Si tu bouges, je recommence.
C’est ainsi que j’accablais mon petit frère. Je le forçais à rester immobile et muet pendant que j’écoutais ma toune : Beat it de Michael Jackson. Mon chanteur, ma toune. C’est parce que s’il bougeait, ça me faisait manquer une nanoseconde et ça, je ne le supportais pas. Certains jours, je lui imposais de rester là, pendant que je reprenais trois fois la même chanson. Si notre mère descendait l’escalier qui menait au sous-sol pendant ce manège, on reprenait du début.
Jusqu’à ce qu’il pleure.
Je déposais l’aiguille délicatement – mais je n’étais pas délicate. Le grincement de l’aiguille trahissait mon geste maladroit une fois sur deux.
— Tu vas grafigner le disque! criait ma mère d’en haut.
— Nenon! J’fais attention!
Quand je me tannais, je le traînais dehors.
— T’es pas game de mettre des roches dans ton nez.
Et quand il l’avait fait, il rentrait en hurlant. Il saignait un peu.
Si des abeilles nous empêchaient de profiter de beau temps, je l’envoyais les écraser. Intrépide, il sortait et chassait les bestioles importunes. Je lui demandais de lécher des chenilles, de se couper avec un brin d’herbe qu’on prenait pour siffler.
— Touche à la clôture électrique.
— J’vas tu pogner un choc?
— Ben non.
Les samedis après-midi, quand ma mère s’enfermait dans sa chambre à pleurer son impuissance au bonheur et que mon père désertait pour courir après des jeunes hommes, nous, on se cachait sous des couvertures sales trouvées par terre du côté cave du sous-sol et on se déshabillait.

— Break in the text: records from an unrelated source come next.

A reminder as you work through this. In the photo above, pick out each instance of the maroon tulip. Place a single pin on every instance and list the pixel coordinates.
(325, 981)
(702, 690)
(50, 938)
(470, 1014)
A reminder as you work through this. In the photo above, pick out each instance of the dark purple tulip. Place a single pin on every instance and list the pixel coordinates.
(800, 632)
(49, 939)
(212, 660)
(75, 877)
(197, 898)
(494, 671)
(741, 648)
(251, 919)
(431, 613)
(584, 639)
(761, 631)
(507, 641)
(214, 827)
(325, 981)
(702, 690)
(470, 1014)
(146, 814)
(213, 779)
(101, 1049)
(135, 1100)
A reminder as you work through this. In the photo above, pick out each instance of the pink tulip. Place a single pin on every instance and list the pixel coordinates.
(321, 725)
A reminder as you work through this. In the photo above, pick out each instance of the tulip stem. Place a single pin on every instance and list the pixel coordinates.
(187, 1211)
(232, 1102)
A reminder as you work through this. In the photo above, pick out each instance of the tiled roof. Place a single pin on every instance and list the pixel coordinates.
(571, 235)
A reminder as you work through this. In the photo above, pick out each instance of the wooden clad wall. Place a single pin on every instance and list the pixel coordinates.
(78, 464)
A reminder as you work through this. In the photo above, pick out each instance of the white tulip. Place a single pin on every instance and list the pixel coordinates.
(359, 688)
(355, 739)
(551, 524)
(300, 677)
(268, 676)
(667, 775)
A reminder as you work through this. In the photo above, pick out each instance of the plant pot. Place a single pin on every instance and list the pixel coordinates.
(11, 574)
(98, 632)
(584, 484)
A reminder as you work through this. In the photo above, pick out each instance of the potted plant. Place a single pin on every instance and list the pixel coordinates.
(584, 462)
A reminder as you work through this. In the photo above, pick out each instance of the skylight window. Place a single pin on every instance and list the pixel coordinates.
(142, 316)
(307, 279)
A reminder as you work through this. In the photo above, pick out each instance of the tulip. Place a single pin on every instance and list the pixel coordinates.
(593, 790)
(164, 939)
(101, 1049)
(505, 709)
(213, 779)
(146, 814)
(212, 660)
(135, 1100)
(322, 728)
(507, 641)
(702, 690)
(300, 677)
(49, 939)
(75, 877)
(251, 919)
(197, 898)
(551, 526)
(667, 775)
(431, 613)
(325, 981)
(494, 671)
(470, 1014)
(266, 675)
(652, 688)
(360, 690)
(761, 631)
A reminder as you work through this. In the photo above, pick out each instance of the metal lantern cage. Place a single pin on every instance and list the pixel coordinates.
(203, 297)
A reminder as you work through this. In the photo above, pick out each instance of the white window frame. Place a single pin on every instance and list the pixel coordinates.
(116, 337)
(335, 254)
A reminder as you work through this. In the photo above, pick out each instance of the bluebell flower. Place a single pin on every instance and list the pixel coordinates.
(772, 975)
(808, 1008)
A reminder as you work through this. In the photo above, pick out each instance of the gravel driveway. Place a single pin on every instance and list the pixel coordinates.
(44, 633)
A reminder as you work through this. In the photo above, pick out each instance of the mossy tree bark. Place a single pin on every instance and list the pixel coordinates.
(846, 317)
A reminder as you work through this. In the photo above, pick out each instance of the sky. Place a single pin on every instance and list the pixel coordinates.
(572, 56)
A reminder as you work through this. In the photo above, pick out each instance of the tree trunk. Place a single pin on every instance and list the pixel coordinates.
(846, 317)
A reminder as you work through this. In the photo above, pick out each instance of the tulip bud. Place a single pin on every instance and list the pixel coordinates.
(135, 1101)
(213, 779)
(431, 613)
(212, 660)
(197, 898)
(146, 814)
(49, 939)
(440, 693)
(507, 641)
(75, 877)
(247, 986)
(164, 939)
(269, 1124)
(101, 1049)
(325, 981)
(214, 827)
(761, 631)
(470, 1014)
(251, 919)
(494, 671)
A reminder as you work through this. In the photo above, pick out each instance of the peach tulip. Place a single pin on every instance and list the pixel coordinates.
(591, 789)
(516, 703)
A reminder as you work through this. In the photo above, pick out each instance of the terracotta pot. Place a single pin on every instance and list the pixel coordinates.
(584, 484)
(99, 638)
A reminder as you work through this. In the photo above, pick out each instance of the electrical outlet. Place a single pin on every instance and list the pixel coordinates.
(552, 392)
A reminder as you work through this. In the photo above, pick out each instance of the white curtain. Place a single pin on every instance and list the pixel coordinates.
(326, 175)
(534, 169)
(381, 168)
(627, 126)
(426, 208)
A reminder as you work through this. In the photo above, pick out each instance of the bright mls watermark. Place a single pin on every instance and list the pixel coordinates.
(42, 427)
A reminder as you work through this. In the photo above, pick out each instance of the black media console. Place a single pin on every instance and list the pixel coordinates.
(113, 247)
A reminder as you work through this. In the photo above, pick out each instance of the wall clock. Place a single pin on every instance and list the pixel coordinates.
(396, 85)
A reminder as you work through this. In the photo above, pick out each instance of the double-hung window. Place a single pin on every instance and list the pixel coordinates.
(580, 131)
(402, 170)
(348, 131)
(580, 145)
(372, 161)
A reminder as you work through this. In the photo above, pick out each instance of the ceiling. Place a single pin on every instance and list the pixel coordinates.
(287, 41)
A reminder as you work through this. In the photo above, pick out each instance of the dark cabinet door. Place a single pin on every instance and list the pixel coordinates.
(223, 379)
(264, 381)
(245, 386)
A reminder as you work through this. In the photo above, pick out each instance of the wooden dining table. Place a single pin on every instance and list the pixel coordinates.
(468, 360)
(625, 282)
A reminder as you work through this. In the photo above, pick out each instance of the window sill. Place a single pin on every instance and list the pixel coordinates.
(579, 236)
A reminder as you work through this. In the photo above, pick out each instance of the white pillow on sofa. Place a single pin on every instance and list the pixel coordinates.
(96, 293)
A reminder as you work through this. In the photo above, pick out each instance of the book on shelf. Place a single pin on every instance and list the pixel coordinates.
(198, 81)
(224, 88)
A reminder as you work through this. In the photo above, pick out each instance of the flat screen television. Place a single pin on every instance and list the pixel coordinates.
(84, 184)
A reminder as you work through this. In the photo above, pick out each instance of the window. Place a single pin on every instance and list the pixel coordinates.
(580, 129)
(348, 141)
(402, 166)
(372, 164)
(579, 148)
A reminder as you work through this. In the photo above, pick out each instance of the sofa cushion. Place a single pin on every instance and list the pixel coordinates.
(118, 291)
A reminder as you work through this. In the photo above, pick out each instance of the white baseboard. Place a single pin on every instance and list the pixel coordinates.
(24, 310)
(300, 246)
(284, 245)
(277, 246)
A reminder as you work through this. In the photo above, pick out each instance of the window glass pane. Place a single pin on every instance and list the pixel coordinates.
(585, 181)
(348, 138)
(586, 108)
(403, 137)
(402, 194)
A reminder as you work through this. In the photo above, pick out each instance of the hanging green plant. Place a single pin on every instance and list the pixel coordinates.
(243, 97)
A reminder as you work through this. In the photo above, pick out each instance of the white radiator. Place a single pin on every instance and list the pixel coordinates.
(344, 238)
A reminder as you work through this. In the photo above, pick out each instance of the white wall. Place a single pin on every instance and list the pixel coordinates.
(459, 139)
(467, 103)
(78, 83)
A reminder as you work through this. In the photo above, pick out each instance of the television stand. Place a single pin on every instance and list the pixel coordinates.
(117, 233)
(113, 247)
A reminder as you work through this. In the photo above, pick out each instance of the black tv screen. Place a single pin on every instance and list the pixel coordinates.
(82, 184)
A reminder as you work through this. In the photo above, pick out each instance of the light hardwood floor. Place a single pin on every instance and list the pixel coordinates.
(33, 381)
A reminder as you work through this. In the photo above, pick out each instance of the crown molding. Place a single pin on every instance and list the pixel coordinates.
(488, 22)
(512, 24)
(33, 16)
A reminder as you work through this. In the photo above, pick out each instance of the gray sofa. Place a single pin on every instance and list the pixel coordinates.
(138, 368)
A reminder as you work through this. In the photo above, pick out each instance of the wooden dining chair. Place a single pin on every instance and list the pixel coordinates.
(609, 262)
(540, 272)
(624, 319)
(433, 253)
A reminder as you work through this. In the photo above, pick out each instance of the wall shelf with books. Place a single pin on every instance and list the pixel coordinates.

Chacun notre tour, on se touchait les parties génitales. Celui qui se touchait ne devait pas regarder sous les couvertures. On sortait notre tête à tour de rôle, pour faire le guet. Trop excitée, je n’arrêtais pas de me caresser quand il sortait sa tête. Un jour, il a soulevé le drap par surprise et m’a coincée:
— T’as pas le droit! Je l’savais que tu trichais!
— Mange donc d’la marde!
Je me suis levée, j’ai mis mes vêtements comme si de rien n’était. Je suis montée dans ma chambre. Il n’y avait rien d’autre à faire.
Papa venait d’arriver, je suis venue dans la cuisine pour savoir ce qu’il faisait. Il récupérait des casseroles dépeinturées au fond brûlé.
— Pourquoi tu sors des chaudrons?
— Pour rien. J’vas les donner à Jonathan. Yen a pas. Y vient de se sauver de son appart, y devait trop de loyer.
— Pis nous autres?
— On en a d’autres.
À ce moment, ma mère est sortie de sa chambre échevelée, morveuse, beuglant :
— Touche pas à mes casseroles!
Je suis descendue voir si mon frère était toujours là. Sa réaction brusque m’indiquait qu’il avait continué à jouer tout seul. J’ai repris ma place sous la couverture et on a changé les règles, sans dire un mot.